Développeur: Niantic Labs
Date de sortie: 5 juillet 2016
Plateformes: iOS, Android
Genre: Jeu en Réalité Augmentée

Plus emblématique c’est difficile.

Qu’est-ce que Pokémon Go?

Si vous vivez sous un caillou, ou si vous étiez simplement en vacances lorsque Pokémon Go a commencé à sévir, il est éventuellement possible que vous soyez retourné au bercail un peu déboussolés en voyant tous vos amis poser leur verre pendant une soirée afin d’attraper un Nosferapti qui passait par là.
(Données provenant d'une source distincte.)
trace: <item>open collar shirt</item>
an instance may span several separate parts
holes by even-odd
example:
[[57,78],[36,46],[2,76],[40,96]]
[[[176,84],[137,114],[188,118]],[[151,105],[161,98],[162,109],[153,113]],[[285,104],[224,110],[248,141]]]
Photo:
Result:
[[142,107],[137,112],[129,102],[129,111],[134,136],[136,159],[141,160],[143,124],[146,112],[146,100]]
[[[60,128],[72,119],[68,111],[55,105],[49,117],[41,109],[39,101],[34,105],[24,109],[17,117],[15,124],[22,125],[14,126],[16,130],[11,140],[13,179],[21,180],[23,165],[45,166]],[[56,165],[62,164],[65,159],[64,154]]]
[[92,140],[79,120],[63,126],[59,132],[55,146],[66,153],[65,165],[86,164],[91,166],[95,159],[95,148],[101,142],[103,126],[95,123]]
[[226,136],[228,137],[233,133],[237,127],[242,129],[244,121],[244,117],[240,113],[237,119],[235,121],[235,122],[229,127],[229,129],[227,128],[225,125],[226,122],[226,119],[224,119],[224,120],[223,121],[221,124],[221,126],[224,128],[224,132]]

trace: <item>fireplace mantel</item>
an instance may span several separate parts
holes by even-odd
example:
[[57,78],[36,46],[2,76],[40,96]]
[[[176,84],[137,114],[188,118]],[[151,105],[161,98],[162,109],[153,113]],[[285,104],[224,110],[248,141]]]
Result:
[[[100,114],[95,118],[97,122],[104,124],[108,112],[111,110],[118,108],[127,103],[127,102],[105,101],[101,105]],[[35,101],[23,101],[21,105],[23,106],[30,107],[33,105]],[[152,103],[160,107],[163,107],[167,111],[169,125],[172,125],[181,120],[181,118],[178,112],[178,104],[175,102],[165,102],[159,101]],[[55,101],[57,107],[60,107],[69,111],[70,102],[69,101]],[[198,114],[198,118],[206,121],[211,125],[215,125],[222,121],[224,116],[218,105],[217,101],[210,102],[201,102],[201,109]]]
Pokémon Go répond au rêve d’une génération entière d’enfants (maintenant jeunes adultes); celui de devenir dresseur de Pokémon et de tous les attraper. Le jeu fonctionne sur des mécanismes très simples : des Pokémon sont éparpillés aléatoirement sur les lieux réels de notre planète et c’est au joueur de se déplacer « IRL » pour aller les attraper à l’aide des pokéballs qu’il n’est plus nécessaire de présenter. Le jeu passe alors dans un mode à la première personne et le Pokémon apparait sur l’écran comme s’il se tenait droit devant le joueur, s’engage alors un mini jeu très typique des applications pour smartphones où le but est de toucher le Pokémon avec la pokéball afin de l’attraper, aucun combat n’est donc nécessaire. Je vous passerai les détails concernant les PokéStops, les arènes, les équipes et autres mécaniques du jeu. Le concept est détonant et inédit, j’en suis convaincu, mais ce n’est pas à lui que nous allons nous intéresser dans cette chronique.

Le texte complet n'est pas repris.